A business that currently processes Visa/MasterCard sales has a unique opportunity to leverage that revenue asset. Consistent monthly credit card sales can qualify a company for a merchant line of credit, which can be an invaluable credit tool during times of growth and expansion.
A merchant line of credit is a funding option designed for small and mid-sized businesses to obtain working capital in exchange for the purchase of future credit card receivables. The credit line amounts may go up to $250k for a business over a year old, depending on how much Visa/MasterCard sales receipts it processes on a monthly basis.
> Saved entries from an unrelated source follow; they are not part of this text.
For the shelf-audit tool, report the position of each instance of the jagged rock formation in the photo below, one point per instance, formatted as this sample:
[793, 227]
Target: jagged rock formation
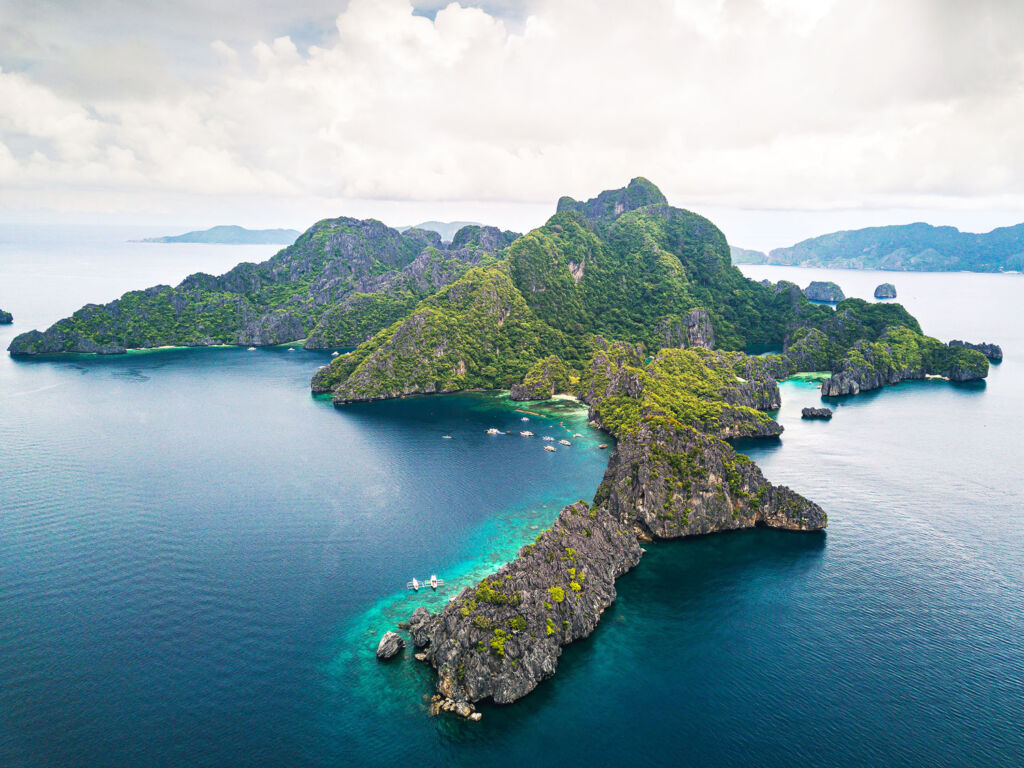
[390, 645]
[672, 476]
[546, 378]
[816, 413]
[478, 332]
[499, 640]
[694, 330]
[901, 354]
[624, 264]
[612, 203]
[820, 291]
[992, 351]
[340, 283]
[667, 483]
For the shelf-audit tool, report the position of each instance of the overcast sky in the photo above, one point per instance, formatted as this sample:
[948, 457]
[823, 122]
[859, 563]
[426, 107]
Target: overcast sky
[779, 119]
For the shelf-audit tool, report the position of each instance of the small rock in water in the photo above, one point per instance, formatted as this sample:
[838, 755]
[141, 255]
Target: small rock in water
[390, 645]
This is not a merchant cash advance, where a lump sum payment is provided in exchange for a share of future credit card sales. Instead, a merchant line of credit acts as a revolving line of credit that can be used at any time. It is a useful financial tool for businesses that require cash immediately, without all the headaches of dealing with the traditional loan process. An approval can take as little as 24 hours, with access to cash in as little as 10-14 days.
Once approved, a company can access the revolving credit line at any time, and best of all — the repayment terms are simple, because repayment is automatically taken from future credit card receivables. There are no restrictions on how funds are to be used, which gives a lot of freedom and flexibility. If funds are needed to cover unforeseen business expenses, to purchase computer equipment, etc., then a company can simply use the revolving line of credit like a business credit card, or access the funds online.
The merchant line of credit is also an essential tool for building a company’s creditworthiness, since all payback history is reported to major business credit bureaus such as Dun and Bradstreet. This will ultimately help a company to establish business credit history, and to show creditors that it can handle a revolving credit line responsibly.
It’s important to note that having a merchant line of credit will not affect personal credit, nor will it impact a company’s ability to obtain a traditional loan or business credit card.
It is a funding source that provides access to capital when a business needs it most. There is no personal guarantee or collateral required, and it’s the best tool of leverage for obtaining working capital without putting personal credit at risk.